Dave Boling of the Tacoma News Tribune says Pro Bowl left tackle Walter Jones appears well on his way to recovering from knee surgery. Guard Rob Sims also looked good, matching up effectively against defensive tackle Brandon Mebane.
Eric D. Williams of the Tacoma News Tribune wonders whether Marcus Trufant's sore back could become a problem. Williams: "We want to be cautious with backs, given our history. And so when Marcus is ready to go, then he'll be back out there. It doesn't appear to be anything serious, other than just sore."
Also from Williams: There was plenty to stress about at Seahawks camp as the team released Mike Wahle, awaited Aaron Curry's signing and placed Marcus Trufant on the physically unable to perform list.
John Morgan of Field Gulls sees a little too much potential -- as opposed to accomplishment -- from the Seahawks' outside linebackers.Clare Farnsworth of Seahawks.com says long hours led to a somewhat sluggish start to training camp, with quarterback Matt Hasselbeck saying the players need to step it up.
Danny O'Neil of the Seattle Times tries to make sense of the Seahawks' offensive line. He has Max Unger as the third-string center and second-string right guard.
Also from O'Neil: Notes from camp, including one about how Nate Burleson impressed despite suffering a torn ACL less than one year ago.
710ESPN radio in Seattle previews the Seahawks' training camp with Brock Huard, Mike Salk, Steve Raible and Warren Moon. Moon recalls the time a team released a defensive player for hitting him during practice. Quarterbacks get special treatment. Moon also thinks the atmosphere at the Seahawks' practice facility makes camp more bearable for players. Raible thinks Seattle has dramatically upgraded on defense.
Also from 710ESPN: an interview with Seahawks defensive tackle Brandon Mebane.Dave Mahler of KJR radio in Seattle checks in with Seahawks receiver Deon Butler, who says T.J. Houshmandzadeh makes route running appear effortless.
Elise Woodward of KJR radio checks in with Unger, who has a ways to go before he has command of the playbook.
Bernie Miklasz of 101ESPN radio in St. Louis asks Rams general manager Billy Devaney about upgrades to the offensive line. Devaney expects vast improvement, pointing to center Jason Brown as a smart player with the size to help the team become more physical. Devaney also notes that Richie Incognito had the best offseason of any Rams offensive lineman.
Also from Miklasz: more with Devaney.
Will of RamsHerd.com files a detailed report from Rams practice, complete with photos. Jason Smith's quickness impressed him.
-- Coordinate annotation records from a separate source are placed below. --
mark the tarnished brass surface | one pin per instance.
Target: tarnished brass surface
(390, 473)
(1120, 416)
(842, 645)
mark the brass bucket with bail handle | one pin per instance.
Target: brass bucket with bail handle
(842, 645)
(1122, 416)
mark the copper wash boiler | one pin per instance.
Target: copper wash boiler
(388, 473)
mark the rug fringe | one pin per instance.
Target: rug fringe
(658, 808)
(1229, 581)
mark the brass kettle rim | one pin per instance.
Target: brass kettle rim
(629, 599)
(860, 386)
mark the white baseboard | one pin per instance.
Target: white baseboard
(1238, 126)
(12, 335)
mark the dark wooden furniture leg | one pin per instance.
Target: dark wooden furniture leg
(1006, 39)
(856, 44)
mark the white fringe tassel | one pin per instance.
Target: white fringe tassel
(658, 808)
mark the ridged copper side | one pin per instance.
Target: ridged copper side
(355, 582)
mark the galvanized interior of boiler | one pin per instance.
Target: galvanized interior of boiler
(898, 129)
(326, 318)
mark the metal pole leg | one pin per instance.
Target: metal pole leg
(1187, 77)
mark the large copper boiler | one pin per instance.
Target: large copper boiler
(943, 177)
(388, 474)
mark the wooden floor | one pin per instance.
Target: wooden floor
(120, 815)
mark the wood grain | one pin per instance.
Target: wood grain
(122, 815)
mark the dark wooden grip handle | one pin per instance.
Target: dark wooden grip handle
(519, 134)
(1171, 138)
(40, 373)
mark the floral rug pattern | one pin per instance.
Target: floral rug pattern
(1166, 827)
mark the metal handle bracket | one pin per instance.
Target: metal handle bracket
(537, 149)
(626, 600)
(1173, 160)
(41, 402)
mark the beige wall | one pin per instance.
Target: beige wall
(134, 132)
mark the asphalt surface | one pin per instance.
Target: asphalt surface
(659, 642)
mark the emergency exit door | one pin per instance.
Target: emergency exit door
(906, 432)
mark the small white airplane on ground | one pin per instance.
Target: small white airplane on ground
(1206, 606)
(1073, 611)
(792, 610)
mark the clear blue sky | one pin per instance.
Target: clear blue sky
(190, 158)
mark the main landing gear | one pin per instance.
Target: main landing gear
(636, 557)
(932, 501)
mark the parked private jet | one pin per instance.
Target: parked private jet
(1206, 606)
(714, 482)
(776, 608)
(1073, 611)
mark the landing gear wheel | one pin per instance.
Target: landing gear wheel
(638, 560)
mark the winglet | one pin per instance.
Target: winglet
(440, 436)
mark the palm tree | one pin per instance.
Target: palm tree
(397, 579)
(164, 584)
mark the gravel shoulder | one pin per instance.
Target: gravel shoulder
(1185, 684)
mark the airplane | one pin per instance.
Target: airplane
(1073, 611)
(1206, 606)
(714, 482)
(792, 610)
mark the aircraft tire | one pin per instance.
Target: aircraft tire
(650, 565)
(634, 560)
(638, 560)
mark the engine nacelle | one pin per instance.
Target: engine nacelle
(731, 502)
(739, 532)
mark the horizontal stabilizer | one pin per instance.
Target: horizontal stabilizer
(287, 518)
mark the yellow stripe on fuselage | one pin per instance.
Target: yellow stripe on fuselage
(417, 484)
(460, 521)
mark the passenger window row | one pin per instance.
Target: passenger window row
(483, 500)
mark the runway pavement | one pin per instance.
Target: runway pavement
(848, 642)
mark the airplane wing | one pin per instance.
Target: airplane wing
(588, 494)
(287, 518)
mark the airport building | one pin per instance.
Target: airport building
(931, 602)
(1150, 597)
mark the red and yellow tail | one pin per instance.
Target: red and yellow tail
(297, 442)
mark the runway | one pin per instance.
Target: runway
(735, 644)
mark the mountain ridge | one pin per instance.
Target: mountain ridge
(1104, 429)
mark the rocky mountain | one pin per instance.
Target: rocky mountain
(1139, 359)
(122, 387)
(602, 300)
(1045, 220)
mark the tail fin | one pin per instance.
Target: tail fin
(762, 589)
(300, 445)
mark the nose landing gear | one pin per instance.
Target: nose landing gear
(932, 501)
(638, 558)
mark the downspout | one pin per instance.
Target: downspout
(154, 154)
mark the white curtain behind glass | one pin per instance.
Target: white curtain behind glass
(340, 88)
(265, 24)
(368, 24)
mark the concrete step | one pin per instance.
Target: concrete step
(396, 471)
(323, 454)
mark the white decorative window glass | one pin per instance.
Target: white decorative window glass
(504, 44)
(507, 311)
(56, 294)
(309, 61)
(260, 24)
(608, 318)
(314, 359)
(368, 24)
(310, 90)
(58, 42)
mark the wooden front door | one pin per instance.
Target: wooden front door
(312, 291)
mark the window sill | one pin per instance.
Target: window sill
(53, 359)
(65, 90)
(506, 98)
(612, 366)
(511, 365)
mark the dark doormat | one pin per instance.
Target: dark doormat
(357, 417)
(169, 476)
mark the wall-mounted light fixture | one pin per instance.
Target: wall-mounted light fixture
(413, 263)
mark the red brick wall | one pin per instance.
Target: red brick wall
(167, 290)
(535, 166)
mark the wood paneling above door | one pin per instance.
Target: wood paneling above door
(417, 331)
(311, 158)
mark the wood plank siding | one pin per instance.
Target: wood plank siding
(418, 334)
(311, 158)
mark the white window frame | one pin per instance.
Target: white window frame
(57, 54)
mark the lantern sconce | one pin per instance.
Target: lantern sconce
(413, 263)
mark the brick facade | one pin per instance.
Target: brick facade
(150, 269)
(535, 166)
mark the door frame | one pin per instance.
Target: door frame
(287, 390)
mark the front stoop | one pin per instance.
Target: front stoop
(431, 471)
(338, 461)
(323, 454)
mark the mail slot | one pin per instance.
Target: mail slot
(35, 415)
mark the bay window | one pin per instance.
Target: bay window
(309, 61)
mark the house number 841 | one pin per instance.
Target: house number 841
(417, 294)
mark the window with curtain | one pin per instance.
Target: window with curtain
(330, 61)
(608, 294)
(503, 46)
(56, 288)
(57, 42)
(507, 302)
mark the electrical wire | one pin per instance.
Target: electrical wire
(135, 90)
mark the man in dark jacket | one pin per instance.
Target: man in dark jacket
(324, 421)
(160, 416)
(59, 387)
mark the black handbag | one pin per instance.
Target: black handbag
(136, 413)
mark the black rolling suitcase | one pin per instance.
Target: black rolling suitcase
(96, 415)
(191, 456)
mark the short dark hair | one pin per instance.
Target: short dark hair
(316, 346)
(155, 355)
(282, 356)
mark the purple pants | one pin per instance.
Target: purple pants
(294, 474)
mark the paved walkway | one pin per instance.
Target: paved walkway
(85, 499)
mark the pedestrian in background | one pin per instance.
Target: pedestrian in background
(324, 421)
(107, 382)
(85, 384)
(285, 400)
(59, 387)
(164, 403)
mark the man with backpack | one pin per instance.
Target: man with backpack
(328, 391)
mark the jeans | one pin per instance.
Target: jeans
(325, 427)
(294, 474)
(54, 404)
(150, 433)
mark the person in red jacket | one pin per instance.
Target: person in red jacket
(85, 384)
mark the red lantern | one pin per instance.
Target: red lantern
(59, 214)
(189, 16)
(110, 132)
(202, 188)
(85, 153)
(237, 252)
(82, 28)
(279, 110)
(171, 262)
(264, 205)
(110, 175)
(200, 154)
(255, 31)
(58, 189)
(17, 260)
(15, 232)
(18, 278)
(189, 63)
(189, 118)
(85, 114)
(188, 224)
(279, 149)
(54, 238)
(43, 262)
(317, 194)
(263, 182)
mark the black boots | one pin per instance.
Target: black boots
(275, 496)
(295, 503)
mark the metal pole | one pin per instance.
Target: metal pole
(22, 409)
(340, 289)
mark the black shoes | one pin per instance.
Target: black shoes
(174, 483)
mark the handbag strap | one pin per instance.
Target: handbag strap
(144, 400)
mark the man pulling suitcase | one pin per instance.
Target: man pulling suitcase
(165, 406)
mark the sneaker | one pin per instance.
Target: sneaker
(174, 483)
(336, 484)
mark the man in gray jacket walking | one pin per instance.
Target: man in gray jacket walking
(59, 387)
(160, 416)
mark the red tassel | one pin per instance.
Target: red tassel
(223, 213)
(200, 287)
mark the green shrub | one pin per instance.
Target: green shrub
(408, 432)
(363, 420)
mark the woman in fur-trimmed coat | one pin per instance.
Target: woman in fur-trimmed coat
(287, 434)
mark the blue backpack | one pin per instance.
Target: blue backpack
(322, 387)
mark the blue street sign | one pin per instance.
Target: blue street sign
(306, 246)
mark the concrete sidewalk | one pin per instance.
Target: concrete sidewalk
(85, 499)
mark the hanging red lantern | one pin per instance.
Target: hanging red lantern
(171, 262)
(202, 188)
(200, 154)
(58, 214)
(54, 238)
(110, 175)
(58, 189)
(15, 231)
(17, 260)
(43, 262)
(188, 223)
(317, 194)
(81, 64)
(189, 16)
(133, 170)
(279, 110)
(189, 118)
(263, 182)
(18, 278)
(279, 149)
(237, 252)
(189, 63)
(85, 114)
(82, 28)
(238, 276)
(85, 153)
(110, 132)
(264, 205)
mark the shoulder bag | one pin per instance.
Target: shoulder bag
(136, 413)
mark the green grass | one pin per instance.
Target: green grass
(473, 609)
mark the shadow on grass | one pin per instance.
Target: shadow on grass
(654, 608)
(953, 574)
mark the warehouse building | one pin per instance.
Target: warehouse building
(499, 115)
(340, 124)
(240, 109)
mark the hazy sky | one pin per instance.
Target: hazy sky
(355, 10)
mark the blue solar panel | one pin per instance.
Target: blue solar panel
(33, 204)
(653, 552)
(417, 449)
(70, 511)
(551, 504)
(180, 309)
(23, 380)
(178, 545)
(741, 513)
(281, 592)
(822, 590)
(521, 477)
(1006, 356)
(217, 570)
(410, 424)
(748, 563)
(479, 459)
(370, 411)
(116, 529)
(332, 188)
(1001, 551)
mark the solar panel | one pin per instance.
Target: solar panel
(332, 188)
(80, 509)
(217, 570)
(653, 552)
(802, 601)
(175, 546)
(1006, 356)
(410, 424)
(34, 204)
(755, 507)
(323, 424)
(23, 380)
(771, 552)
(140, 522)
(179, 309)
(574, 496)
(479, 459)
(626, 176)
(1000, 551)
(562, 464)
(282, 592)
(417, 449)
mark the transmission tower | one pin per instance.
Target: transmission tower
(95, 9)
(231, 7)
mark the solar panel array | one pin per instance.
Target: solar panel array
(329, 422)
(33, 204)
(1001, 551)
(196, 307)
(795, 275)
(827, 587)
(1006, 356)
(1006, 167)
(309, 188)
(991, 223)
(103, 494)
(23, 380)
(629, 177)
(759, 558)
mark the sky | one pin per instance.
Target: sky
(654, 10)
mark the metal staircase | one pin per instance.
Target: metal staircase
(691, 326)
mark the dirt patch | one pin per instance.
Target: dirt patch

Jim Thomas of the St. Louis Post-Dispatch reports from Steve Spagnuolo's first practice as the Rams' head coach. The coach had trouble sleeping the night before.
Also from Thomas: details, insights and reflections on a potential franchise relocation.
Bill Coats of the St. Louis Post-Dispatch checks in with Rams running back Steven Jackson, who probably will not be making public predictions about his production this season.